The Efficacy of the GABA[underline]A[/underline] Receptor Endogenous Phosphorylation Is Decreased in the Human Epileptogenic Tissue.
Abstract number :
2.033
Submission category :
Year :
2001
Submission ID :
2711
Source :
www.aesnet.org
Presentation date :
12/1/2001 12:00:00 AM
Published date :
Dec 1, 2001, 06:00 AM
Authors :
R. Pumain, PhD, U109, Inserm, Paris, France; I. Kurcewicz, U109, Inserm, Paris, France; F. Minier, PhD, Neurosciences, Un. de Rennes, Rennes, France; J. Louvel, PhD, U109, Inserm, Paris, France; B. Turak, MD, U109, Inserm, Paris, France; B. Devaux, MD, Ne
RATIONALE: Maintenance of GABA currents requires that the type A receptors (GABAA-R) be phosphorylated by a specific, closely associated endogenous kinase. We have shown in the bovine cortex, that the endogenous kinase was the glyceraldehyde-3-phosphate deshydrogenase (GAPDH), an enzyme of the glycolysis. This protein has been shown to specifically phosphorylate of the [alpha]1 subunit of purified GABAA-R. Run-down of GABA induced currents of acutely dissociated rat neocortical neurons was decreased or prevented by the protein or its specific substrate, glyceraldehyde-3-phosphate (G-3-P), and accelerated by iodacetamide, which inactivates GAPDH.

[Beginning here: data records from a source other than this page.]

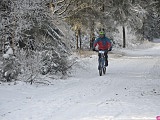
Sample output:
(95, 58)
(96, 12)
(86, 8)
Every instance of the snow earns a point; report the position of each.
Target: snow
(129, 91)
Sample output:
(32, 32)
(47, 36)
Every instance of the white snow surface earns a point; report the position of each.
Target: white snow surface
(130, 90)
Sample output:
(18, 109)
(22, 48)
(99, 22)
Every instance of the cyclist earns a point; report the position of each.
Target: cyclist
(103, 43)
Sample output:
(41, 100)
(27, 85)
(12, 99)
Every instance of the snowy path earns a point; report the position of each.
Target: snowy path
(129, 91)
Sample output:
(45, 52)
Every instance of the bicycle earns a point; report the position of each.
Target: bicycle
(101, 61)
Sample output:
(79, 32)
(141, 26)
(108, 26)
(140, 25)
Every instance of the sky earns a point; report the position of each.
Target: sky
(130, 90)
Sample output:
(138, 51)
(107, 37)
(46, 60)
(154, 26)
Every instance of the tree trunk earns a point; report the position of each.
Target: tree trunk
(124, 37)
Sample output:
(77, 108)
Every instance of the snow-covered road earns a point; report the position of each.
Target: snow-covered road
(129, 91)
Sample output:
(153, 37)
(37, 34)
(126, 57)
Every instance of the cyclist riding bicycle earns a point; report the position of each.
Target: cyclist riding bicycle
(103, 43)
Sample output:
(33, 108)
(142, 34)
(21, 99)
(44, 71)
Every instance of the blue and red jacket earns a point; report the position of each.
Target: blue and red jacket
(103, 43)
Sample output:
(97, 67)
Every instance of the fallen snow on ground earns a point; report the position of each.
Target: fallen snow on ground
(129, 91)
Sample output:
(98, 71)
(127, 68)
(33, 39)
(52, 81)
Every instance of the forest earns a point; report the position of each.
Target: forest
(38, 36)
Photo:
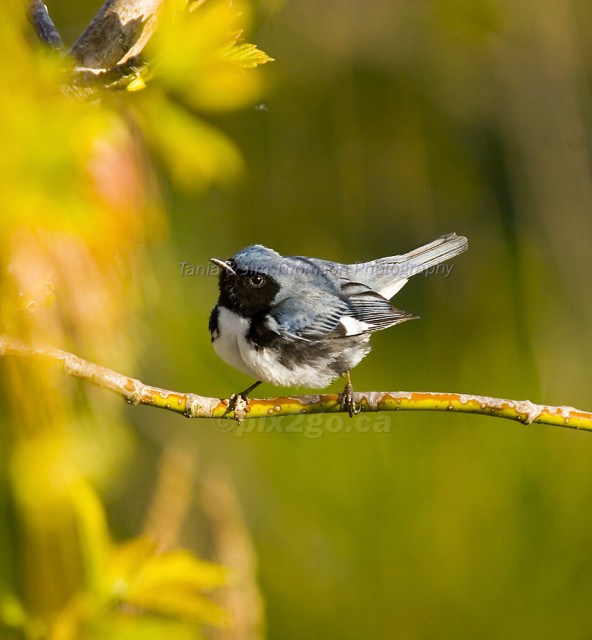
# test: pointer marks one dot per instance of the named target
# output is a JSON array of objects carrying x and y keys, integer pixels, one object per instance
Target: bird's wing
[{"x": 322, "y": 315}]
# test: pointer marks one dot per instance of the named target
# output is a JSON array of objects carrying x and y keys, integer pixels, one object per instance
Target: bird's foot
[
  {"x": 238, "y": 403},
  {"x": 348, "y": 402}
]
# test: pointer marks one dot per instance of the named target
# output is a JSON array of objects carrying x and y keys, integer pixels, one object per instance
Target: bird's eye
[{"x": 256, "y": 280}]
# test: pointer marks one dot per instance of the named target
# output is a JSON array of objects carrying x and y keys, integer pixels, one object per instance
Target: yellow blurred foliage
[{"x": 79, "y": 201}]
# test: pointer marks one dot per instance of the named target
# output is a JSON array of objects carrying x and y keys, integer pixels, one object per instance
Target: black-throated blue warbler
[{"x": 303, "y": 322}]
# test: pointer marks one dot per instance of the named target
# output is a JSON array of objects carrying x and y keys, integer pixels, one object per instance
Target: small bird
[{"x": 303, "y": 322}]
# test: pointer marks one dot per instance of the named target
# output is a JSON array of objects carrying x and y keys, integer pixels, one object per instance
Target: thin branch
[
  {"x": 46, "y": 31},
  {"x": 192, "y": 405},
  {"x": 118, "y": 32}
]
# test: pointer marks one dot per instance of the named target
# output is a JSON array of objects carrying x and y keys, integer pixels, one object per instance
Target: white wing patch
[
  {"x": 352, "y": 326},
  {"x": 388, "y": 291}
]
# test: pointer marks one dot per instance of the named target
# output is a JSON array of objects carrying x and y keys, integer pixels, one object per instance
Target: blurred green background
[{"x": 385, "y": 125}]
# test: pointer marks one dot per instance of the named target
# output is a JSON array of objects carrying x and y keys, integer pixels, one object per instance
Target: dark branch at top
[
  {"x": 44, "y": 26},
  {"x": 118, "y": 32}
]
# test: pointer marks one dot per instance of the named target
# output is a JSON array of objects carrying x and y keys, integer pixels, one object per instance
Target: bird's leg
[
  {"x": 239, "y": 402},
  {"x": 347, "y": 397}
]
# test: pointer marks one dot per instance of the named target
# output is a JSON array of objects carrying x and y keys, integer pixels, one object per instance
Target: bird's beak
[{"x": 223, "y": 265}]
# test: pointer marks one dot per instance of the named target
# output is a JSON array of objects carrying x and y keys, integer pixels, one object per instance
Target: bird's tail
[
  {"x": 429, "y": 255},
  {"x": 389, "y": 275}
]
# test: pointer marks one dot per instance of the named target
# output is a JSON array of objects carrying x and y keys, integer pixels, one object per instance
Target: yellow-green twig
[{"x": 192, "y": 405}]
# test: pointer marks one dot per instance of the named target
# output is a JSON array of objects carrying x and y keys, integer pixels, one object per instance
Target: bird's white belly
[{"x": 263, "y": 364}]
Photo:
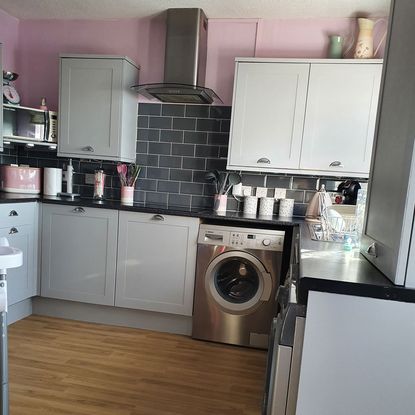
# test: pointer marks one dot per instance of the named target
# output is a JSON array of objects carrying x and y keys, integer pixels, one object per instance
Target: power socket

METHODS: We have tested whether neurons from cortectomies taken from epileptic patients undergoing neurosurgery for therapeutic reasons revealed a similar modulation of the GABAA responses.
RESULTS: Phosphorylation of the [alpha]1 subunit of GABAA-R was significantly reduced in the epileptogenic cortex (40%), compared to post-mortem control human cortex. This feature was not related to a reduced number of GABAA-R in the epileptogenic tissue since no correlation could be found between incorporation of phosphate on [alpha]1 subunits and binding to [3H flunitrazepam] on the same subunits. Patch-clamp experiments on acutely dissociated cells from epileptogenic human tissue revealed that the run down of GABAA responses was faster in the human tissue when compared to the normal rat cortex. After introduction in the intracellular perfusate, G-3-P markedly reduced the run down of the GABAA responses. However, its efficacy was less than in the control rat cortex. Iodoacetamide accelerated the run down.
CONCLUSIONS: These experiments show that GAPDH is very likely the endogenous kinase phosphorylating the [alpha]1 subunit of the GABAA-R in humans, reducing run-down of the GABAA responses. Phosphorylation of the [alpha]1 subunit appears to be less efficient in the epileptic than in control tissue, which can promote propagation of seizures. In addition, this feature parallels the hypometabolism associated with the epileptogenic zone in epileptic patients.